Hit by the depreciating rupee, auto companies, including General Motors India and Toyota Kirloskar Motor, are mulling hike in prices to offset the rising cost of component imports.
“We import lots of parts and the rupee depreciation is impacting us. We were planning to review prices in January but due to the currency fluctuation we may have to do it soon,” General Motors India Vice-President P Balendran told media. He said commodity prices have also been increasing, adding to the burden on auto firms. “We are currently evaluating the quantum of impact on the prices of our products,” he said.
Expressing similar views, Toyota Kirloskar Motor Deputy Managing Director (Marketing) Sandeep Singh said the present currency fluctuation is affecting the company severely. “It is a double whammy for us. On one hand, yen is appreciating, while on the other hand rupee is depreciating. Our margins are getting impacted,” he added.
Asked if the company will increase the prices, Singh said: “As of now we are absorbing, but if there is too much pressure, then we will share the burden with customers. Currently, we are revisiting the prices of all our models.
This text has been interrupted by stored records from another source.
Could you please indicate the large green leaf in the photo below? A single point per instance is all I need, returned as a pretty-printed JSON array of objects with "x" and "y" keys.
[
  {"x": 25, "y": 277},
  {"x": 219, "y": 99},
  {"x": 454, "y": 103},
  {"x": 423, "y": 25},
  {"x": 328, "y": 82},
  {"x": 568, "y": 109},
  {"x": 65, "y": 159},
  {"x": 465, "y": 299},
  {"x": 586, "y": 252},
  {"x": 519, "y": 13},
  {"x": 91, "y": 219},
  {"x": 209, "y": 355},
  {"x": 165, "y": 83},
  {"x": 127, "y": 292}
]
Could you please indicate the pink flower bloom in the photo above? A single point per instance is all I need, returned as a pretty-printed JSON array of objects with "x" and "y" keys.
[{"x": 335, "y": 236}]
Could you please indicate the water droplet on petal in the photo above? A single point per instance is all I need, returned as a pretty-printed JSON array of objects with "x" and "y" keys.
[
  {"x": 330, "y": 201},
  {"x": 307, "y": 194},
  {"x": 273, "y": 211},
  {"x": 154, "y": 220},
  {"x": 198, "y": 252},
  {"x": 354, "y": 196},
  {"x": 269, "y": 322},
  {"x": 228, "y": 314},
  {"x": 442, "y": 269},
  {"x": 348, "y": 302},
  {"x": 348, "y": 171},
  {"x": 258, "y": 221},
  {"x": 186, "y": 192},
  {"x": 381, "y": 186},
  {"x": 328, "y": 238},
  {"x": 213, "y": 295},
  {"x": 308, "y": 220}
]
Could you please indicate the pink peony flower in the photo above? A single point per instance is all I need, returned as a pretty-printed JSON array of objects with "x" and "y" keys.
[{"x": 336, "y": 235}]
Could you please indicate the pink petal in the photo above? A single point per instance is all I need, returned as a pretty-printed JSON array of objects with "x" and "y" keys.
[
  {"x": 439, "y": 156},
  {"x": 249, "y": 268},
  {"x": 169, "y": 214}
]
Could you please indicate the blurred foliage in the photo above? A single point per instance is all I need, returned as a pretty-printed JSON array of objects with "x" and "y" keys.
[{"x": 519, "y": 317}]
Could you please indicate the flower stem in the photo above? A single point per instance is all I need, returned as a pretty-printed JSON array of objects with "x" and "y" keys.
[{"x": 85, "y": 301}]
Any new price increase, if we take, will be applicable from January 1.”
The rupee plunged to an all-time low this morning to Rs 52.75 against the US dollar on the Interbank Foreign Exchange on sustained demand for the American currency. It is putting severe pressure on companies which import substantial amount of components from overseas.
“The rupee depreciation is adversely impacting us as we are a net importer. This is the worst movement of rupee against US dollar. It has lost 15 per cent in the last two months,” Maruti Suzuki India (MSI) Chief Financial Officer Ajay Seth said.
MSI has both direct and indirect exposure to foreign currencies while importing components, and it imports about Rs 8,000 crore worth of parts annually, he added. “At the same time, we also export cars and that is benefiting at present. However, considering both, we are impacted as a net importer. The situation is affecting our margins,” Seth said. He, however, said the company does not have any plans at present to increase the prices of its products.
The hit due to the weakening of rupee comes at a time when auto makers have been enduring one of the toughest periods with car sales in the country on a continuous decline.
In October, car sales in India registered their steepest monthly decline in nearly 11 years, tanking 23.77 per cent on account of a huge drop in output by the country’s largest car-maker MSI due to labour trouble, coupled with high interest rates and rising fuel prices.
Another auto maker Honda Siel Cars India (HSCI) said it is not impacted so far as it is protected under long term contracts with its foreign vendors.